Pet Lady Article

Headstrong Pit



Q:  I have a one-year-old pit bull who is head-butting everything.  He’s discovered if he head-butts something hard enough it moves.  He started head-butting the refrigerator to get the box of biscuits to fall down, and he head-butts our other dog to move her out of the way.  If I’m walking in front of him, he head-butts my knees and has almost knocked me down a few times.  Why is he doing this all of a sudden?  The behavior just started.

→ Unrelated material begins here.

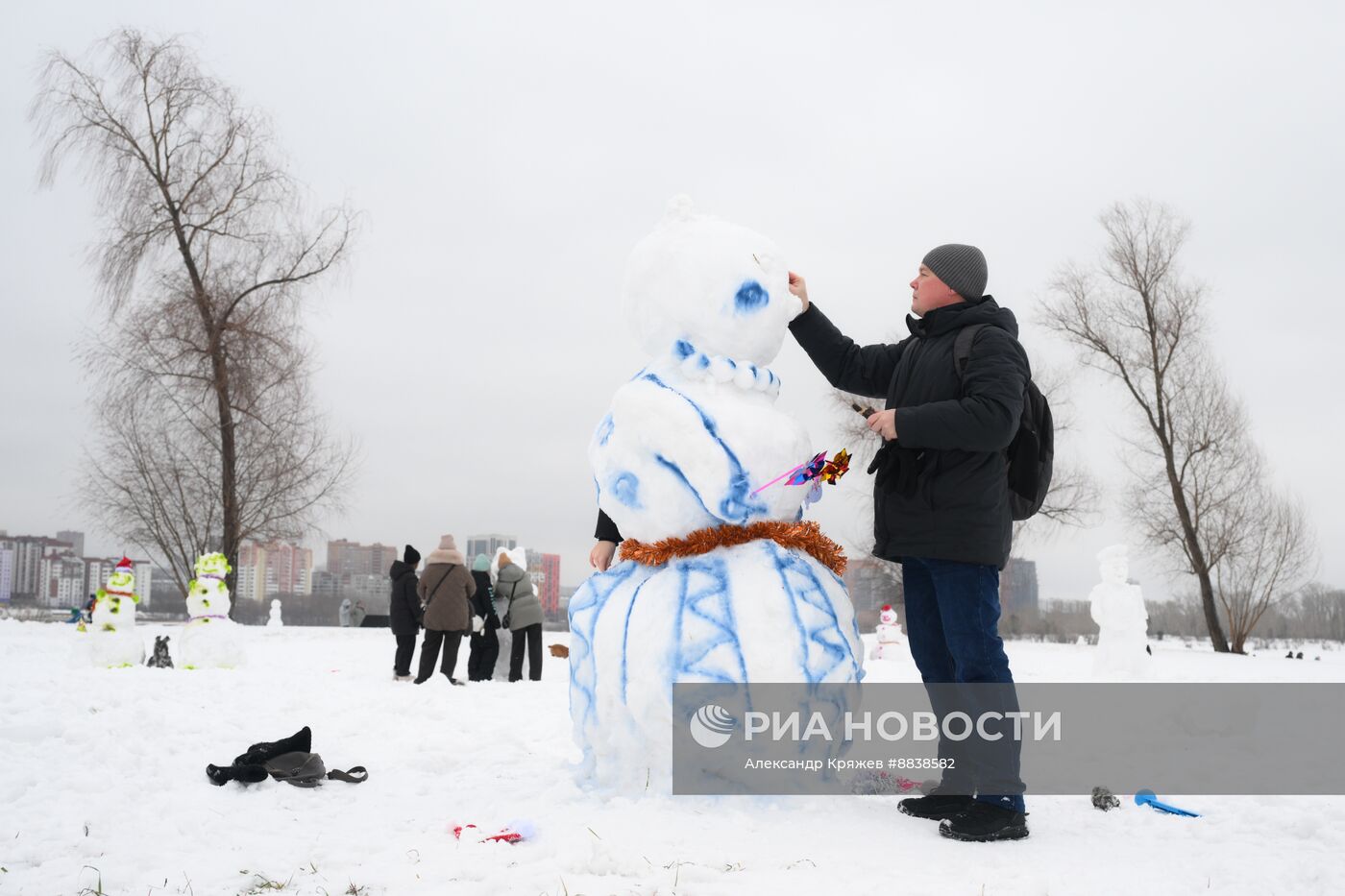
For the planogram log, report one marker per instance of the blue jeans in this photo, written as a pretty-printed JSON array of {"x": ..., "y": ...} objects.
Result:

A:  It sounds like your dog is beginning to assert himself to get his way.  This controlling behavior can become a serious problem if you don’t get a handle on it now.  If you have not already neutered him, I strongly urge you to do so.  Neutering can help reduce some of his need to control.  Your dog also needs a strong leader who can show him the rules.  Leadership does not mean you have to scruff your dog and take him to the ground—good luck doing that and winning with a pit!  Instead you need to show him that you will not tolerate this behavior and show him the behavior you do want.  He needs to be fitted with a head halter to direct his head to the side when he starts to head butt.  The leash attaches to the loop under the chin and when he starts to head butt, his head will turn to the side. Let the leash do the work, don’t jerk on the head halter.  When the dog stops and backs up, puzzled at his unsuccessful attempt, praise him profusely.  Ask him for a sit and give him a treat.  An obedience class would be a good idea for this guy so you can teach him some basic skills of wait, sit, down, stay, come and walk on a loose leash.   A wait command as you walk down the hall first will teach him that he is not to knock you over.  He must learn to wait at the door until you ask him to go through as well.  Place him in a sit at the door with a leash attached.  Start to open the door.  If he moves, block his movement and repeat “Wait.”  Keep repeating these steps as you begin to open the door more and more, closing the door every time he tries to go out on his own.  After numerous repetition, he will soon learn that charging out the door gets him nothing, waiting gets him what he wants—to go outside.  I’m sure there are other aspects where your dog is demonstrating demanding behavior, i.e. nosing at your hand to be petted.  These attempts to control must be ignored.  When he behaves in a desired way, be sure to praise him enthusiastically.  Be a patient, consistent, and loving leader and your dog will soon learn to be a little less head-strong and look to you for guidance in his life.